Horseback riding in the badlands. Little Missouri State Park, North Dakota.

Horseback riding in the Badlands. Little Missouri State Park, North Dakota.

Emily Guerin

Last weekend my parents and brother came to visit from Massachusetts. They’d never been to North Dakota before, so we headed up to the oil patch (I like to make sure visitors see where their energy comes from, so later that week I sent them on a coal mine tour). As we drove north towards Watford City, rain started spattering the windshield. Huge trucks whipped by in the other lane, sucking our little car towards them. The sky was slate gray, and natural gas flared along both sides of the road. “It kind of feels like we’re driving into hell,” my mom said.

The storm passed and that night we camped at Little Missouri State Park, a beautiful swatch of Badlands, prairie, and pockets of forest on the south side of the river. It’s now sandwiched between a saltwater disposal site and a well pad, and at night you can see distant drilling rigs illuminated by flood lights.

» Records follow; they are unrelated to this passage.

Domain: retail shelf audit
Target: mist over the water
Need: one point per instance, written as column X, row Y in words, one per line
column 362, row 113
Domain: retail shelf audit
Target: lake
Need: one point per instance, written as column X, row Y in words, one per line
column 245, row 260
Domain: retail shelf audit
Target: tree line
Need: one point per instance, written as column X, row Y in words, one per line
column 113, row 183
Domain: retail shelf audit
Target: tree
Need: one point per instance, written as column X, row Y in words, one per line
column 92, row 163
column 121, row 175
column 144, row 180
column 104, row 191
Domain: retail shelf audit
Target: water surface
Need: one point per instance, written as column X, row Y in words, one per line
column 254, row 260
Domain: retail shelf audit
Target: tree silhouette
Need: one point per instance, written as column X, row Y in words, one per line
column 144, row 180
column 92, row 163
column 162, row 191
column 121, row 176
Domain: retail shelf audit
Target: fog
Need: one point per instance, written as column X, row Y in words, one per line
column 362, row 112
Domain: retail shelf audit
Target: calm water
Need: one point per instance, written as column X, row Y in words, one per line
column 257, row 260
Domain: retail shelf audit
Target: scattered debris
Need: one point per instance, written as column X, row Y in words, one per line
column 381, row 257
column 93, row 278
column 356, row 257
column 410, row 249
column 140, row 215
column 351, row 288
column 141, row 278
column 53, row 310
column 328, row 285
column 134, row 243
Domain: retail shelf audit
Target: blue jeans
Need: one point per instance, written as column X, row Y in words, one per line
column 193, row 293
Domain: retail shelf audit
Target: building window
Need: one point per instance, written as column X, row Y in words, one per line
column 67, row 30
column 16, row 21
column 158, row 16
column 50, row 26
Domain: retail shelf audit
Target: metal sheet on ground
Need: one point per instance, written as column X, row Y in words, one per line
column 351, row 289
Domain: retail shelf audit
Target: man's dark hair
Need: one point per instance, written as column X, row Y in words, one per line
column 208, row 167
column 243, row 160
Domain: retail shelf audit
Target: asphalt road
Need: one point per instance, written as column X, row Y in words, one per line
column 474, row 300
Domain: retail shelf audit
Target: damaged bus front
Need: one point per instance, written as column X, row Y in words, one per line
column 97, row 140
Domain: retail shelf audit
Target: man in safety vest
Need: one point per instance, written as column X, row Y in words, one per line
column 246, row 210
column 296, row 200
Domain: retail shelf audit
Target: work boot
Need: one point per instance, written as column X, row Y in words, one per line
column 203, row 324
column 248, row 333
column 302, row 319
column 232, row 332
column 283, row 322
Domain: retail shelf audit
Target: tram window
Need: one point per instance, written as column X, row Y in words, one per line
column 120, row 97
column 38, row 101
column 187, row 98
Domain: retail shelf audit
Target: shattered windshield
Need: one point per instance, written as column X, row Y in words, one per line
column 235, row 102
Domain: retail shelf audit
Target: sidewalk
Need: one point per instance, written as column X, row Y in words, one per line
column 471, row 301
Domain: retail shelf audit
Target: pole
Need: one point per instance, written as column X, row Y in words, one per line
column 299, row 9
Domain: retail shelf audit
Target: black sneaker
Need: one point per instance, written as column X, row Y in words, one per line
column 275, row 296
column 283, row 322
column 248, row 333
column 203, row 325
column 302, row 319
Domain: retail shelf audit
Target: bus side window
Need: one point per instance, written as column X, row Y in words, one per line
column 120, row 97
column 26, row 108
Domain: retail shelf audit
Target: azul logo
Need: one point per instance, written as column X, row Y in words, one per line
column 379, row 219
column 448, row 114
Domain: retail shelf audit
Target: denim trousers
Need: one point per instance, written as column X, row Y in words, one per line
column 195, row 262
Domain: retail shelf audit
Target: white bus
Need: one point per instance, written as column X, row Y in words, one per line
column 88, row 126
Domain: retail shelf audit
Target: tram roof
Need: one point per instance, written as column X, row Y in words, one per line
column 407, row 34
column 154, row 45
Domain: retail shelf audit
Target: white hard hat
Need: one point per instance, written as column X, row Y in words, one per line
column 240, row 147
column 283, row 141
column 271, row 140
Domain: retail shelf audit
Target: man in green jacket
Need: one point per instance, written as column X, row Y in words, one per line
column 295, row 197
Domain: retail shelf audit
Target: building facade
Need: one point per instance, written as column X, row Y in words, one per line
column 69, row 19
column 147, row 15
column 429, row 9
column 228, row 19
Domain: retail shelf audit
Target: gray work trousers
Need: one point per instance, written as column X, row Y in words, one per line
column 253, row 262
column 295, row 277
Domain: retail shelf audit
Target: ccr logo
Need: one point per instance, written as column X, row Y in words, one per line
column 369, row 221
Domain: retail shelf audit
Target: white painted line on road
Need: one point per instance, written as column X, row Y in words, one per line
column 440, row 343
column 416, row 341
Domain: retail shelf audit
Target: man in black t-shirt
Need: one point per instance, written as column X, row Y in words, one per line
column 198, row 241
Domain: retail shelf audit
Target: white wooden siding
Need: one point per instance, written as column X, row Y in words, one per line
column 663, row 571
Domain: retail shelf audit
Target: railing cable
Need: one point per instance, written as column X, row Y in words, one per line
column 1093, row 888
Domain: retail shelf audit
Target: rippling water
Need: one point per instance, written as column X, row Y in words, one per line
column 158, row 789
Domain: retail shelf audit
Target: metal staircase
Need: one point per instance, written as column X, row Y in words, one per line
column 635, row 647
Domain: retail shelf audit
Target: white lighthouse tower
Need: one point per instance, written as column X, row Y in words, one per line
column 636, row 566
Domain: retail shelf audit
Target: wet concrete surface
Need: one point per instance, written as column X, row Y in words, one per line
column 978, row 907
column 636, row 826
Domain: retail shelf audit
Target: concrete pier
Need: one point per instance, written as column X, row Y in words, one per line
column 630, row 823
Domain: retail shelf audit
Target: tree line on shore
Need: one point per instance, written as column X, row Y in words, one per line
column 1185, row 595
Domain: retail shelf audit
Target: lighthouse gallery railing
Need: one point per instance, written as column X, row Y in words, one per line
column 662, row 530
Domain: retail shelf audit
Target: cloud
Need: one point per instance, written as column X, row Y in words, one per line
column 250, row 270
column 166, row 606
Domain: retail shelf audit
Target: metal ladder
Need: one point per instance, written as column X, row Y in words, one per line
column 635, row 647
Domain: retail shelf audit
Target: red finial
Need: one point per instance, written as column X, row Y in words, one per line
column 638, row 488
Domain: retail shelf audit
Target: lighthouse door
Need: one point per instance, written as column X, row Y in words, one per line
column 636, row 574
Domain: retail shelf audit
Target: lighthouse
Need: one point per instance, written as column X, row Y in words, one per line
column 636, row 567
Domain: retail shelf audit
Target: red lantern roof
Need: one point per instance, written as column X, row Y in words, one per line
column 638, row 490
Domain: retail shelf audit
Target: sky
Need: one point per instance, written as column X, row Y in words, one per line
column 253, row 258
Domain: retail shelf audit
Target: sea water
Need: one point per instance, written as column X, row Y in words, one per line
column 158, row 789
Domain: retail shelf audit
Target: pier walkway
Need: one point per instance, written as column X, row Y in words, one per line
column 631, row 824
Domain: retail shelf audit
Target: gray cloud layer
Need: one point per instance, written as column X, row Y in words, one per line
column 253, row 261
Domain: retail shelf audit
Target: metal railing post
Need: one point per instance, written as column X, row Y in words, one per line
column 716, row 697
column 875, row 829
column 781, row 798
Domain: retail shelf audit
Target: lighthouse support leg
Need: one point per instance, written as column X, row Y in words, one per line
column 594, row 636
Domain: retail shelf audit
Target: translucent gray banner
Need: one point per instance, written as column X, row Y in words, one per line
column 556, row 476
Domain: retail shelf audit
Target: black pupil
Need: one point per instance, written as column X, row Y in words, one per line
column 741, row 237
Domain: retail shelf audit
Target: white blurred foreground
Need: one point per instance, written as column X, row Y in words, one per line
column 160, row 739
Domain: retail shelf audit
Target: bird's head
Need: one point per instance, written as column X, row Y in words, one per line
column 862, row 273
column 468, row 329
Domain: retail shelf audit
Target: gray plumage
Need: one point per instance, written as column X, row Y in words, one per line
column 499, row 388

We were there to ride horses, and in the morning we set out along the rim of the eroded bluffs and hillsides that slope down towards the river. Our trail followed a gravel road for much of the way—our guide said an oil company had built it recently and planned to start drilling in 2017. Below the ridge, a butte had been leveled for a well pad. Just off the road, a small cluster of oil workers lived out of RVs and trailers. Our guide said there were few places to ride in the park where you couldn’t see any oil development at all from the trail.

While it may not be as scenic and undeveloped as it was a few years ago, the Little Missouri State Park is still a great place to visit, especially for those who want to experience the uneasy coexistence of outdoor recreation and the oil industry.